NYS Fair Expo Center Rendering 2

An exterior view of the New York State Fair Expo Center and how it will appear during the day. Construction is underway on the center, which will open in time for the 2018 fair. 


As construction of a $62 million expo center begins at the New York State Fairgrounds, State Fair Director Troy Waffner said the facility is already generating interest from various events and promoters. 

The 136,450-square-foot venue, which is scheduled to open prior to the 2018 state fair, could host car shows, equestrian events and sports tournaments. The facility will have 110,000 square feet of programming space capable of holding up to 500 booths that are 10 feet long and 10 feet wide. For events that require seating, there will be 4,000 retractable seats available. 

Other amenities include year-round restrooms, a concession stand, conference rooms, a catering area and an outdoor balcony offering a view of the fairgrounds. 

The expo center will run parallel to the sheep and goat barns, according to Waffner. It will be positioned between the barns and the midway along Broadway, one of the main streets on the fairgrounds. 

When it's completed, the building will be about 500 feet long and 250 feet wide. 

Waffner and other state officials view the expo center as an important piece to boosting the number of nonfair events at the fairgrounds in Onondaga County. The year-round business at the fair has been growing, but the expo center could attract bigger events to central New York. 

"It certainly generated a lot of interest," Waffner said of the center. "We've been talking to promoters and show owners for the nonfair events ... We hope to have something announced before the building is finished." 

One concern Waffner has heard is that the expo center will compete with existing facilities in central New York, such as the OnCenter in downtown Syracuse or the SRC Arena on the campus of Onondaga Community College. 

But that's not the fair's intent, he noted.
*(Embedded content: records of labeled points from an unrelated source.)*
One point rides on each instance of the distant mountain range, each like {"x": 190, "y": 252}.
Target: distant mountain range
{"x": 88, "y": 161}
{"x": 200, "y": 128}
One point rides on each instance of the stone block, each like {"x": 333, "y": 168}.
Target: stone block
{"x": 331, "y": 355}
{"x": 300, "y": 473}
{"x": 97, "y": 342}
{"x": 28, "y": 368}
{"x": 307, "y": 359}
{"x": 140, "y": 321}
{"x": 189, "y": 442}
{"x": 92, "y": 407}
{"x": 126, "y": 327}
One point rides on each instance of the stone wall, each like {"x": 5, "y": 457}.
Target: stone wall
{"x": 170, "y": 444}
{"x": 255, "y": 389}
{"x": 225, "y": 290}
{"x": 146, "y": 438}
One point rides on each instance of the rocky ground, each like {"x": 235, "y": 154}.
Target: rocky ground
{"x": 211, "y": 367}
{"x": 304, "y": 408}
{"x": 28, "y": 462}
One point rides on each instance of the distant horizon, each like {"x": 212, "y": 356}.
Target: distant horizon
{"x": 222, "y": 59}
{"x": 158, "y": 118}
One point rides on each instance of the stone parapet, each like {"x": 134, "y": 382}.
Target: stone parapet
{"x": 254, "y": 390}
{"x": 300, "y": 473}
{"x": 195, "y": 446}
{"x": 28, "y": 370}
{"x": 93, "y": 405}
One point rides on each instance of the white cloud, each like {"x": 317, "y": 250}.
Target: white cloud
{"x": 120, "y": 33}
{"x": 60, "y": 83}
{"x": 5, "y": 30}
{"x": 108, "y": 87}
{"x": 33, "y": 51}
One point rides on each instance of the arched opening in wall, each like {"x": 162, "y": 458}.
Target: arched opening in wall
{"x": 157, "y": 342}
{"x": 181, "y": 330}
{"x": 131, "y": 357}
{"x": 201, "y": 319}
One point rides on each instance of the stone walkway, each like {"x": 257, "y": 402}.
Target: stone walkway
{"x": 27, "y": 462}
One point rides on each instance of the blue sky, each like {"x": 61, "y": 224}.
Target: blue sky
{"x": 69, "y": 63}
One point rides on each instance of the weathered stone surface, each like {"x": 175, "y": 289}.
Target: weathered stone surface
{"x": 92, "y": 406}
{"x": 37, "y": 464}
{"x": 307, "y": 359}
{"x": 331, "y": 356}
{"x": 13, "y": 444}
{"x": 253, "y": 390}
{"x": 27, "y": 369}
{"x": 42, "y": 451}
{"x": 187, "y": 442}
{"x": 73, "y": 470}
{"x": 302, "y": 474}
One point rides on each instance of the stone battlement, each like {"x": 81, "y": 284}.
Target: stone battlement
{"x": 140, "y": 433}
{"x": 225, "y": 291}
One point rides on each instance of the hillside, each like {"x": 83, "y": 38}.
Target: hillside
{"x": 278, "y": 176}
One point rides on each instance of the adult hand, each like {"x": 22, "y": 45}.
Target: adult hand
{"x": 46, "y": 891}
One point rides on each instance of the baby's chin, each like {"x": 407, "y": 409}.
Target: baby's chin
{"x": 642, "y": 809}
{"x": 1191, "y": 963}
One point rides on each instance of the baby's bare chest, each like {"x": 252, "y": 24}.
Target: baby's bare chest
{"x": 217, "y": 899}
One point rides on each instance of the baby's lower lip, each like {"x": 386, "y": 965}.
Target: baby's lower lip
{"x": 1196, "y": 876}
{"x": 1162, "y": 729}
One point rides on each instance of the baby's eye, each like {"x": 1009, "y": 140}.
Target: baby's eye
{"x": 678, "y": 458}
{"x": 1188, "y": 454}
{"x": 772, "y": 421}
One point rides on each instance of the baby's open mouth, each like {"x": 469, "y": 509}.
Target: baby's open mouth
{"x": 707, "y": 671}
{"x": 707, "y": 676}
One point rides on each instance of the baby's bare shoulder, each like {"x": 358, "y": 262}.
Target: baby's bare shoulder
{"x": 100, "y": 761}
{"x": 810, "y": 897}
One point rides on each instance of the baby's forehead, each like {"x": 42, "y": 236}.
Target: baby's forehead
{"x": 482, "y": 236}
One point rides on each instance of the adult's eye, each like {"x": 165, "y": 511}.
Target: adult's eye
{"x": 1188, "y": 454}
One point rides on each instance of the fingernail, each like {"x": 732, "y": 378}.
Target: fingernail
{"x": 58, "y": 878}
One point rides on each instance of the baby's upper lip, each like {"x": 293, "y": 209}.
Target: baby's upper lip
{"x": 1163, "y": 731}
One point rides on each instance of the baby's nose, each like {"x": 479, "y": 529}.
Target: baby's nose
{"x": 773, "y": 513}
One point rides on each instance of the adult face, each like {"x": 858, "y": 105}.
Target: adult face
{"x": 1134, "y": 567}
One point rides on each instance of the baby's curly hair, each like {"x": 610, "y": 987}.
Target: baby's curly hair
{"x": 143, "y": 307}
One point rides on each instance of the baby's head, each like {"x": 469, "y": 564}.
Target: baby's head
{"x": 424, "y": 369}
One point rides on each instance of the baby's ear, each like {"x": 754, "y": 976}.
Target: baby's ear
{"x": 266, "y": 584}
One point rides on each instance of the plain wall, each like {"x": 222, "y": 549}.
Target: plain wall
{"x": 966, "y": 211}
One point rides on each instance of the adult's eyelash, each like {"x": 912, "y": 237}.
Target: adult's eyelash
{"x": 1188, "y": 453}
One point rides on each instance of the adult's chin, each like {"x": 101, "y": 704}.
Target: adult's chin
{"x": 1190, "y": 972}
The fairgrounds differs from those facilities in that it is what he called a "dirty facility" with large buildings and ample parking. 
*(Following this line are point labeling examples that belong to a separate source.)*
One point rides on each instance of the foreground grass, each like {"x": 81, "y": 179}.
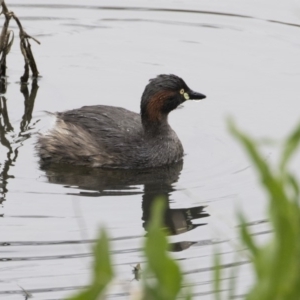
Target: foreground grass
{"x": 276, "y": 264}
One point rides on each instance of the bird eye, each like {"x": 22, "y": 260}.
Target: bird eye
{"x": 186, "y": 96}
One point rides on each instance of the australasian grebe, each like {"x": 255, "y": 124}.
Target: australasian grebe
{"x": 114, "y": 137}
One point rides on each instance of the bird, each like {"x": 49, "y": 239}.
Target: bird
{"x": 113, "y": 137}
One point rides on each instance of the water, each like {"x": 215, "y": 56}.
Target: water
{"x": 244, "y": 58}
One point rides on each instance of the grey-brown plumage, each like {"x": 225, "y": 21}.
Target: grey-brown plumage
{"x": 113, "y": 137}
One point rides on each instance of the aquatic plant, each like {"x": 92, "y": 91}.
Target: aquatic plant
{"x": 6, "y": 41}
{"x": 276, "y": 264}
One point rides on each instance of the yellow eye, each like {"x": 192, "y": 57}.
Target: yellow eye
{"x": 186, "y": 96}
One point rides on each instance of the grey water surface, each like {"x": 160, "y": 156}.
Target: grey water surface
{"x": 245, "y": 58}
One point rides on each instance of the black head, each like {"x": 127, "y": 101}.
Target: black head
{"x": 163, "y": 94}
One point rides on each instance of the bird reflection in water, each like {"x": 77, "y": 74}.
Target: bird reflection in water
{"x": 157, "y": 182}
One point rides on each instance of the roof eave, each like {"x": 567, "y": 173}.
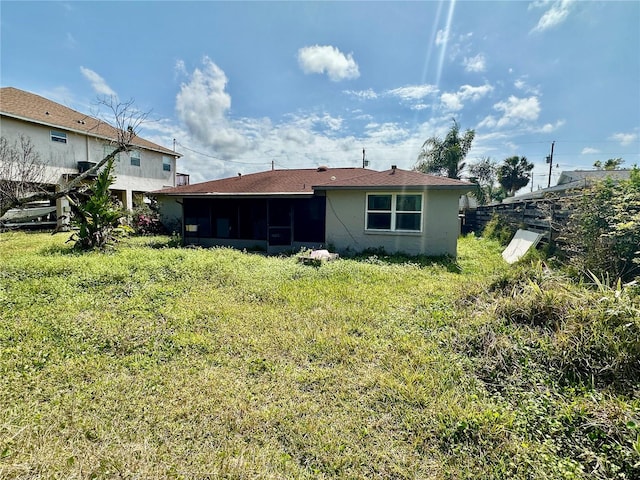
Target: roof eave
{"x": 396, "y": 187}
{"x": 84, "y": 132}
{"x": 228, "y": 194}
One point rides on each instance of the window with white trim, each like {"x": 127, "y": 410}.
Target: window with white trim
{"x": 108, "y": 149}
{"x": 395, "y": 212}
{"x": 59, "y": 137}
{"x": 135, "y": 157}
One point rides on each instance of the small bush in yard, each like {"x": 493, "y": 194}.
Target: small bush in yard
{"x": 498, "y": 228}
{"x": 603, "y": 232}
{"x": 145, "y": 219}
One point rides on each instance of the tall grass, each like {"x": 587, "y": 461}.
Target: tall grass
{"x": 153, "y": 362}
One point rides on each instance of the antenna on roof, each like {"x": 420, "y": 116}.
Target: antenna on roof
{"x": 365, "y": 163}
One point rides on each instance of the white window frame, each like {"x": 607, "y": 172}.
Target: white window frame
{"x": 394, "y": 211}
{"x": 166, "y": 163}
{"x": 135, "y": 155}
{"x": 58, "y": 137}
{"x": 107, "y": 149}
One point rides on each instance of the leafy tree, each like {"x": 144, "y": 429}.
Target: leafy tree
{"x": 514, "y": 173}
{"x": 611, "y": 164}
{"x": 445, "y": 156}
{"x": 98, "y": 216}
{"x": 484, "y": 174}
{"x": 603, "y": 231}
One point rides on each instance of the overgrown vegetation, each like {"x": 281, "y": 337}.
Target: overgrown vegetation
{"x": 500, "y": 229}
{"x": 188, "y": 363}
{"x": 96, "y": 215}
{"x": 603, "y": 233}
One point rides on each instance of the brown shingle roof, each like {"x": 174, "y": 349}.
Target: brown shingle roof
{"x": 298, "y": 181}
{"x": 396, "y": 177}
{"x": 31, "y": 107}
{"x": 305, "y": 181}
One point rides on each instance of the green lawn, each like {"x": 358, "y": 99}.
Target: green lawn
{"x": 154, "y": 362}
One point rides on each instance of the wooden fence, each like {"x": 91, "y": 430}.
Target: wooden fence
{"x": 546, "y": 216}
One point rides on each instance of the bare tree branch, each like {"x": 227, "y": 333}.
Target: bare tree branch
{"x": 127, "y": 122}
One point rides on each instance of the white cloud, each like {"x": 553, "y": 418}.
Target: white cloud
{"x": 517, "y": 109}
{"x": 624, "y": 138}
{"x": 386, "y": 132}
{"x": 180, "y": 68}
{"x": 451, "y": 101}
{"x": 454, "y": 101}
{"x": 368, "y": 94}
{"x": 413, "y": 92}
{"x": 551, "y": 127}
{"x": 97, "y": 82}
{"x": 589, "y": 150}
{"x": 329, "y": 60}
{"x": 475, "y": 64}
{"x": 554, "y": 16}
{"x": 202, "y": 104}
{"x": 442, "y": 37}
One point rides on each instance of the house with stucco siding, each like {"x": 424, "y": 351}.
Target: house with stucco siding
{"x": 69, "y": 142}
{"x": 346, "y": 209}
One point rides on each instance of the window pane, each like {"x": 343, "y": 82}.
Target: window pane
{"x": 408, "y": 203}
{"x": 58, "y": 137}
{"x": 379, "y": 202}
{"x": 408, "y": 221}
{"x": 379, "y": 221}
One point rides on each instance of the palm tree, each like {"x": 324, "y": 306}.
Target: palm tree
{"x": 445, "y": 156}
{"x": 514, "y": 174}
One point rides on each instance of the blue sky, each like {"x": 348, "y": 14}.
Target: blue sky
{"x": 240, "y": 85}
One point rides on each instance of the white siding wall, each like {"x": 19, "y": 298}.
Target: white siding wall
{"x": 63, "y": 158}
{"x": 345, "y": 225}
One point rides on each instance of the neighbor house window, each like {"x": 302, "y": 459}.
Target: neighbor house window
{"x": 394, "y": 212}
{"x": 59, "y": 137}
{"x": 135, "y": 158}
{"x": 108, "y": 149}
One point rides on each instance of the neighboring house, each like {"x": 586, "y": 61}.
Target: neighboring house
{"x": 346, "y": 209}
{"x": 571, "y": 180}
{"x": 69, "y": 142}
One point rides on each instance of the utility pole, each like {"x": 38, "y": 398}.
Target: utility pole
{"x": 550, "y": 162}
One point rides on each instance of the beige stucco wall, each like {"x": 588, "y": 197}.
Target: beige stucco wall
{"x": 170, "y": 213}
{"x": 345, "y": 225}
{"x": 63, "y": 158}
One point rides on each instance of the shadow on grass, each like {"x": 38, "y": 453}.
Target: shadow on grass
{"x": 422, "y": 261}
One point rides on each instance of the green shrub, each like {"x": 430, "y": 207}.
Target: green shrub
{"x": 603, "y": 231}
{"x": 499, "y": 229}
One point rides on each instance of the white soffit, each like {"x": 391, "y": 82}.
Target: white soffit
{"x": 520, "y": 244}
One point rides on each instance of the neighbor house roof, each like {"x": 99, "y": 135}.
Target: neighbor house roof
{"x": 33, "y": 108}
{"x": 573, "y": 179}
{"x": 587, "y": 176}
{"x": 396, "y": 178}
{"x": 305, "y": 181}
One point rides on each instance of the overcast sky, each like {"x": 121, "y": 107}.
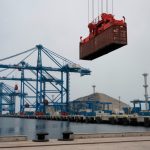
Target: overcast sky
{"x": 58, "y": 25}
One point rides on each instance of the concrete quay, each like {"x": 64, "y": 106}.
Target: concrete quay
{"x": 115, "y": 143}
{"x": 132, "y": 120}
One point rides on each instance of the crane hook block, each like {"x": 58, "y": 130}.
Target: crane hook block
{"x": 105, "y": 35}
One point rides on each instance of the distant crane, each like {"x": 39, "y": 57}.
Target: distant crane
{"x": 8, "y": 96}
{"x": 50, "y": 75}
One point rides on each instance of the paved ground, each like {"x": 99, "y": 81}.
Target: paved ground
{"x": 123, "y": 143}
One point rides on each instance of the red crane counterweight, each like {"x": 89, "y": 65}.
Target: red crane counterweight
{"x": 105, "y": 35}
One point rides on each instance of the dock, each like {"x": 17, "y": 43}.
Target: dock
{"x": 133, "y": 120}
{"x": 113, "y": 143}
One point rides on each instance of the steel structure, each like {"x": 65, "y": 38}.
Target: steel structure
{"x": 46, "y": 84}
{"x": 8, "y": 98}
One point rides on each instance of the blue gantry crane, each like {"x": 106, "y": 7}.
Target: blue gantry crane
{"x": 8, "y": 96}
{"x": 45, "y": 80}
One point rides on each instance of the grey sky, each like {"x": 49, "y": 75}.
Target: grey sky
{"x": 58, "y": 24}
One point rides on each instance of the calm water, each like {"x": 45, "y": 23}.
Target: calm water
{"x": 29, "y": 127}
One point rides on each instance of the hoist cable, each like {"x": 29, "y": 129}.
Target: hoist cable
{"x": 88, "y": 11}
{"x": 93, "y": 10}
{"x": 107, "y": 6}
{"x": 112, "y": 7}
{"x": 98, "y": 8}
{"x": 101, "y": 6}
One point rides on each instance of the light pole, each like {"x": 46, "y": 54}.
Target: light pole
{"x": 146, "y": 91}
{"x": 94, "y": 86}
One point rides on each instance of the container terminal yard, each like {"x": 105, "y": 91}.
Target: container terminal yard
{"x": 35, "y": 85}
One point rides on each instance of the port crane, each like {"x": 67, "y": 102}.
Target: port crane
{"x": 45, "y": 84}
{"x": 8, "y": 96}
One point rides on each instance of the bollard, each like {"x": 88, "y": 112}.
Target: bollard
{"x": 67, "y": 136}
{"x": 41, "y": 137}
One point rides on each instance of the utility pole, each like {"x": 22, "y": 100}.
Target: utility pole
{"x": 146, "y": 91}
{"x": 94, "y": 86}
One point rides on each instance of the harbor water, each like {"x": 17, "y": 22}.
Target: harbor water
{"x": 29, "y": 127}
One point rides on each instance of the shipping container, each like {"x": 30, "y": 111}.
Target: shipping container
{"x": 106, "y": 40}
"We're not going after the same business sector that the OnCenter does or the SRC Arena," he said. "We're really going for the big regional shows that aren't here yet, draw them into this area where they bring a lot of people and hopefully a lot of money to spend with them." 

While the fair is doing some initial work to attract events to the expo center, those responsibilities will be handled by a private booking company in the future. 
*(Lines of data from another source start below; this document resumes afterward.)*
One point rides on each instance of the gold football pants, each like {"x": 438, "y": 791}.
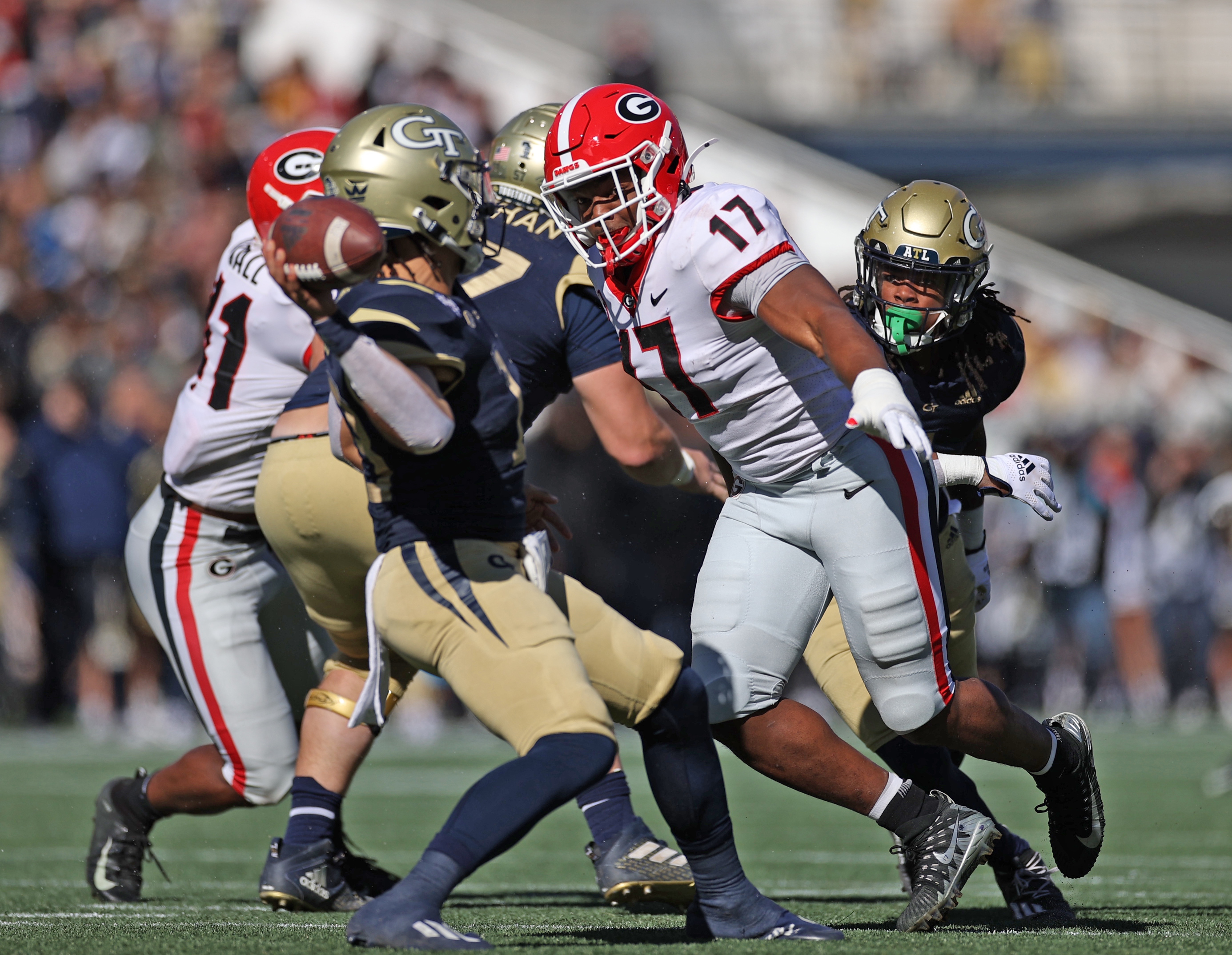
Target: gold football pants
{"x": 313, "y": 510}
{"x": 830, "y": 658}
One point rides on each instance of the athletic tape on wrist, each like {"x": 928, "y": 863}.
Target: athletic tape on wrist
{"x": 338, "y": 333}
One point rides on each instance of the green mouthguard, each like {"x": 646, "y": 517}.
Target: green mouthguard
{"x": 903, "y": 322}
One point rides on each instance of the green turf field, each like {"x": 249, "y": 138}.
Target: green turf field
{"x": 1164, "y": 884}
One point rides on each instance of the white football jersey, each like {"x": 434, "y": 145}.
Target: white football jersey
{"x": 766, "y": 405}
{"x": 257, "y": 350}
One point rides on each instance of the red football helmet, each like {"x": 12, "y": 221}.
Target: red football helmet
{"x": 286, "y": 170}
{"x": 620, "y": 135}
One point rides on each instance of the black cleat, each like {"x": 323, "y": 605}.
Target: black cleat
{"x": 1030, "y": 893}
{"x": 940, "y": 860}
{"x": 641, "y": 871}
{"x": 1073, "y": 803}
{"x": 789, "y": 926}
{"x": 117, "y": 848}
{"x": 309, "y": 879}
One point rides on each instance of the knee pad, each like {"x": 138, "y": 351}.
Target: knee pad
{"x": 727, "y": 688}
{"x": 686, "y": 704}
{"x": 344, "y": 706}
{"x": 265, "y": 785}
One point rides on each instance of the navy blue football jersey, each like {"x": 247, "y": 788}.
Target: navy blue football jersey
{"x": 958, "y": 381}
{"x": 538, "y": 295}
{"x": 474, "y": 486}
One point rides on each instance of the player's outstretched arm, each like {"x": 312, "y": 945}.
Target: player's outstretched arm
{"x": 405, "y": 402}
{"x": 638, "y": 439}
{"x": 804, "y": 309}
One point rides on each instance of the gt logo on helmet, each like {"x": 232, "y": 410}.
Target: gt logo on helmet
{"x": 298, "y": 165}
{"x": 637, "y": 108}
{"x": 440, "y": 137}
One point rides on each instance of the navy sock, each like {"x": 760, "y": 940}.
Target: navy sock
{"x": 1007, "y": 850}
{"x": 933, "y": 767}
{"x": 608, "y": 807}
{"x": 686, "y": 779}
{"x": 316, "y": 812}
{"x": 503, "y": 807}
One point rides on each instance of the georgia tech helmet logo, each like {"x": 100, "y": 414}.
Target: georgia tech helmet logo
{"x": 974, "y": 229}
{"x": 298, "y": 165}
{"x": 637, "y": 108}
{"x": 439, "y": 137}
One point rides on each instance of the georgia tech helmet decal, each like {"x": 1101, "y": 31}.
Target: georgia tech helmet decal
{"x": 435, "y": 137}
{"x": 298, "y": 165}
{"x": 637, "y": 108}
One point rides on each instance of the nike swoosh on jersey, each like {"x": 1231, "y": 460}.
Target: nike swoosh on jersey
{"x": 948, "y": 857}
{"x": 100, "y": 871}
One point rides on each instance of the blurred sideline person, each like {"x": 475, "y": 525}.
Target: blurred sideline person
{"x": 720, "y": 312}
{"x": 440, "y": 434}
{"x": 216, "y": 597}
{"x": 313, "y": 510}
{"x": 959, "y": 354}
The state issued a request for proposals earlier this month as it seeks a private company to book nonfair events at the center. The proposals are due at the end of January. 

Waffner believes it will be beneficial to the fair to have a private entity booking events at the expo center. There are fair employees who work with promoters to book nonfair events, he said, but it's a small staff. 

"By going to a booking company hopefully with national ties they will be able to put us in touch or do more outreach and really have full-time people dedicated to the effort of signing shows up and bringing them to the state fairgrounds in central New York," Waffner said. 

The construction happening at the fairgrounds will have another benefit: job creation. 

The winning bidder to build the expo center is a joint venture between Hueber-Breuer Construction in Syracuse and The Pike Company in Rochester. The contractors will work from now through the summer to ensure the facility is ready for the 2018 fair. 

With work already beginning at the fairgrounds, Waffner said it will give roughly 200 employees in the building trades work during a time of year when they are usually inactive. 

"It's going to be a good thing for everybody," he said. 

In other news: 

• The state Department of Transportation and its contractor continues to work on improvements at the Orange Lot across Interstate 690 from the fairgrounds. Waffner said paving the lot will add 2,500 new parking spots in the lot, which can currently hold up to 5,000 vehicles. 

The lot was mainly dirt and gravel before the work began. When it would rain, the lot would lose 20 to 25 percent of its capacity. With people coming and going during a good day at the fair, Waffner said the lot could provide parking for 15,000 vehicles daily. 

• With record attendance again in 2017, parking was a challenge. The fair opened up more parking and established more park-and-ride lots to alleviate the problem. 

As officials prepare for the 2018 fair, Waffner said there have been meetings between the fair, Centro, state Department of Transportation and state police about parking. He expects that they will retain many of the park-and-ride locations they set up this year. They are also exploring having more parking lots at properties near the fairgrounds. The additional lots could be available for the 2018 fair. Some might not be finalized until the 2019 fair. 

• The fair's Cyber Monday sale was a success. During the one-day sale, the fair sold nearly 22,000 admission tickets and 5,000 ride-all-day wristbands. (The wristbands sold out within a few hours.) The $3 admission tickets were on sale for 18 hours. 

Other sales are planned, including the annual Halfway to the Fair and Cinco de Mayo offers.